Application of directing-group strategy for preparative-scale oxidative dearomatization. (A) Evaluation of substrate scope and reaction enantioselectivities. Yields for racemic standard synthesis in gray. LTA = lead tetraacetate. (B) Removal of directing group through palladium-catalyzed decrotylation. (C) Elaboration of dearomatized product through [4 + 2] cycloaddition.

This substrate engineering strategy allowed us to expand the range of highly enantioenriched quinol products accessible through SorbC catalysis. To assess the utility of quinol products containing the crotyl ester positioning group, we explored conditions for removing the crotyl group as well as the innate reactivity of the ester-containing products. Removal of the crotyl group proved to be facile under Pd-catalyzed decrotylation conditions. By employing 7 mol % Pd(PPh3)4 and morpholine, the crotyl group of 37 was removed to unveil the carboxylic acid present in 42 (Figure B).[32] To further explore the innate reactivity of ester-containing products, we sought to transform these directly into analogues of the natural product urea sorbicillinoid (45).[33] Although previous reports have described ester derivatives of sorbicillinol as unreactive in the dimerization to afford the bisorbicillinol core,[34] we have demonstrated that esters undergo facile in situ [4 + 2] cycloaddition with maleimide to afford the [2,2,2] tricycle 45 in 23% yield over two steps (Figure C).
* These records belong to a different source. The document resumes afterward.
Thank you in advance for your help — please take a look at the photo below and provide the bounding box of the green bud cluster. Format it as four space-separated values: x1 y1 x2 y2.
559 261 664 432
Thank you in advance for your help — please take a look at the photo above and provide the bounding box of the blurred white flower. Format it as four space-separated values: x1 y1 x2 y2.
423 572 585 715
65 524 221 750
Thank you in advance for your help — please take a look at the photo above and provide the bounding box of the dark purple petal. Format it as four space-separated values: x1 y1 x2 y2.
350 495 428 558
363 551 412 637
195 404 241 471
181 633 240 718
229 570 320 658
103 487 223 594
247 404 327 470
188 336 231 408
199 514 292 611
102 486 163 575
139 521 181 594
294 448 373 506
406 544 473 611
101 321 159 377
On the basis of these results, we anticipate that this positioning-group-based substrate engineering strategy will expand the utility of SorbC from a biocatalyst that is restricted to sorbicillinol derived natural products to a breadth of natural and unnatural compounds accessible through the dearomatization of structurally diverse resorcinol derivatives to give products such as 45.
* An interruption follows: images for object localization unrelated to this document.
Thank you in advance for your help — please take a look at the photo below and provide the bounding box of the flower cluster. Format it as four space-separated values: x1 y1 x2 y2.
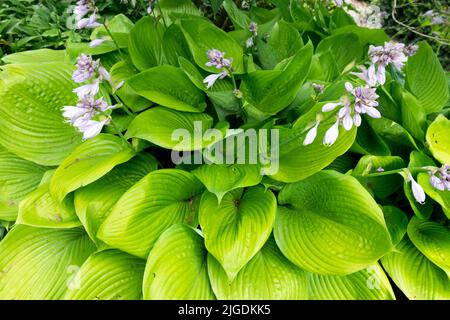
429 164 450 191
73 0 101 29
246 22 258 48
63 54 121 140
203 49 232 89
303 82 380 146
423 10 447 25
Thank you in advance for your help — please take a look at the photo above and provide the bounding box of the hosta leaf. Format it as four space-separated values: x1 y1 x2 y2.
1 49 65 64
128 65 206 112
405 41 448 114
382 206 408 246
241 42 313 114
128 16 166 71
50 134 135 203
179 18 245 74
98 169 204 258
64 249 145 300
400 90 427 141
331 26 389 46
74 153 157 244
308 263 395 300
17 170 80 228
109 60 151 113
208 236 308 299
407 217 450 277
0 62 82 165
223 0 251 29
418 172 450 219
274 170 393 275
352 155 405 198
403 180 433 220
192 164 262 202
0 147 47 221
271 103 357 183
143 224 215 299
426 114 450 165
381 237 450 300
199 186 276 280
316 33 363 72
125 107 213 151
163 24 193 67
0 225 95 299
158 0 201 23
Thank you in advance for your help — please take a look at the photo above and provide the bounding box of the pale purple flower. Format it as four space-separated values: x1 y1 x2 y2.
351 65 378 87
423 10 446 25
303 120 320 146
377 167 385 172
368 41 407 85
323 117 340 146
98 66 111 83
408 173 426 204
206 49 232 69
89 38 108 47
73 0 93 20
248 22 258 37
349 83 381 118
429 164 450 191
77 12 101 29
334 0 343 6
203 71 228 89
75 118 110 140
245 37 254 48
72 54 99 83
73 80 100 98
404 44 419 57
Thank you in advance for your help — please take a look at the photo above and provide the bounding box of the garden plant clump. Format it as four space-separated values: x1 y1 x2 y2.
0 0 449 300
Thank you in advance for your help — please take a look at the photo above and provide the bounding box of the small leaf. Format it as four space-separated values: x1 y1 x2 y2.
199 186 276 280
98 169 204 258
274 170 393 275
50 134 135 203
125 107 213 151
64 249 145 300
128 65 206 112
143 224 215 299
208 236 308 299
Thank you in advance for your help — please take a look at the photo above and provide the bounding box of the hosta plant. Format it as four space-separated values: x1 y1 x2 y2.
0 0 449 300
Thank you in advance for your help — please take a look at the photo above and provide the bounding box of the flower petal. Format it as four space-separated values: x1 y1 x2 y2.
321 102 341 112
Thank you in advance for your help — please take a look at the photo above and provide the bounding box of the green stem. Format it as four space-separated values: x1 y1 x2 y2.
155 0 168 28
103 22 125 60
112 92 136 118
100 112 131 147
Due to the high synthetic value of products obtained from the biocatalytic oxidative dearomatization catalyzed by SorbC, we endeavored to employ a substrate engineering strategy to overcome the limited product profile of this transformation. Initial investigations into the substrate scope of SorbC led us to hypothesize that the lipophilic carbon chain was critical for productive substrate binding in the active site. Further analysis of substrate binding experimentally and computationally revealed that the role of the C1 substituent is not in enhancing the binding affinity of the substrate for the protein, but rather, the C1 substituent is critical for positioning the substrate in a reactive pose. Optimization of the positioning group led us to identify the crotyl ester as an ideal group to attain high TTNs on scaffolds which are otherwise not competent substrates in the enzymatic reaction. This ester group required for productive biocatalysis can be transformed into the corresponding carboxylic acid, a versatile handle for further chemical functionalization, or the ester-containing dearomatized products can be used directly in subsequent complexity-generating transformations. The discovery of this new directing group demonstrates how substrate engineering can be leveraged to expand the utility of a biocatalyst, and we anticipate that our findings will increase the accessibility of this biocatalytic transformation to synthetic chemists. Currently we are engaged in employing this substrate engineering approach with homologues of SorbC as well as other flavin-dependent monooxygenases.